I never liked the idea of putting mainstream insect repellents on my daughter's skin as the scent smells so toxic to me. Having a child susceptible to skin conditions and allergies, I didn't want to risk putting them on her not knowing what was in them. But living in Australia I needed some alternative! So here is what I found out about what is really in these mainstream insect repellents such as 'Aerogard', 'Off', 'Bushman' and 'Rid'.
These bug sprays have been deemed safe by by the Environmental Protection Agency, although I personally do not rely on just that information before I make the decision to spray my child with a potentially toxic substance.
DEET One of the main chemicals found in these bug sprays is called 'DEET' (N,N-diethyl-m-toluamide). It is extremely effective at keeping mosquitos and bugs away. Some studies have resulted in a concern that this chemical may affect our nervous system, such as it does when it stops the ability of an insects brain to send messages to its muscles (resulting in it not being able to bite us).

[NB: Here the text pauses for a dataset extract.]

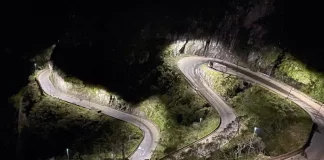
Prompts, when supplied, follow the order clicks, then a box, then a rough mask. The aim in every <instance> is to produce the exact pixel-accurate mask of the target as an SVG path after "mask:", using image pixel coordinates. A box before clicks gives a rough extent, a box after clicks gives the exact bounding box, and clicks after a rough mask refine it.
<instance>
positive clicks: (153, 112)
mask: <svg viewBox="0 0 324 160" xmlns="http://www.w3.org/2000/svg"><path fill="white" fill-rule="evenodd" d="M180 58H181V57H169V56H168V55H166V56H165V58H164V64H163V65H161V66H160V67H159V70H160V71H161V73H162V75H161V77H160V83H163V84H162V85H164V86H168V87H167V88H168V89H167V91H166V92H165V93H164V94H161V95H156V96H153V97H150V98H149V99H147V100H145V101H143V102H142V103H141V104H139V107H140V109H141V110H142V111H143V112H144V113H146V115H147V116H148V118H149V119H151V120H152V121H153V122H154V123H155V124H157V126H158V127H159V128H160V131H161V141H160V143H159V145H158V148H157V150H156V152H155V158H158V157H161V156H163V155H165V154H166V153H169V152H171V151H174V150H176V149H177V148H180V147H183V146H186V145H188V144H190V143H192V142H195V141H196V140H197V139H199V138H202V137H204V136H206V135H207V134H209V133H211V132H212V131H213V130H215V129H216V128H217V126H218V125H219V116H218V114H217V112H216V111H215V110H214V109H213V108H212V107H211V106H210V105H209V104H208V103H207V101H206V100H205V99H204V98H202V97H200V96H199V95H198V94H197V93H195V92H194V90H193V89H192V88H191V87H190V85H189V84H188V82H187V81H186V80H185V78H184V76H183V75H182V74H181V71H180V70H179V69H178V68H177V66H176V62H177V61H178V60H179V59H180ZM200 118H203V121H202V122H201V123H199V119H200Z"/></svg>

In some studies that I found, this chemical has caused redness and skin irritation in children, and in rare cases has resulted in seizures. Most of the research I found on this chemical resulted in it being only mildly toxic to human health, but that it may possibly increase the toxicity of other types of chemicals that humans may be exposed to (for example, people wearing DEET absorb more easily a chemical that is commonly used on peoples lawns). It is clear to me that more research needs to be done of the effects of this chemical on human health, and I would rather not risk using it.
The other compounds in insect repellents I have found not to be harmful.
Fortunately, there are many natural insect repellents on the market. I have indeed found some of these to be just as effective as mainstream bug sprays at keeping mosquitos away, and they DO NOT have the toxic smell!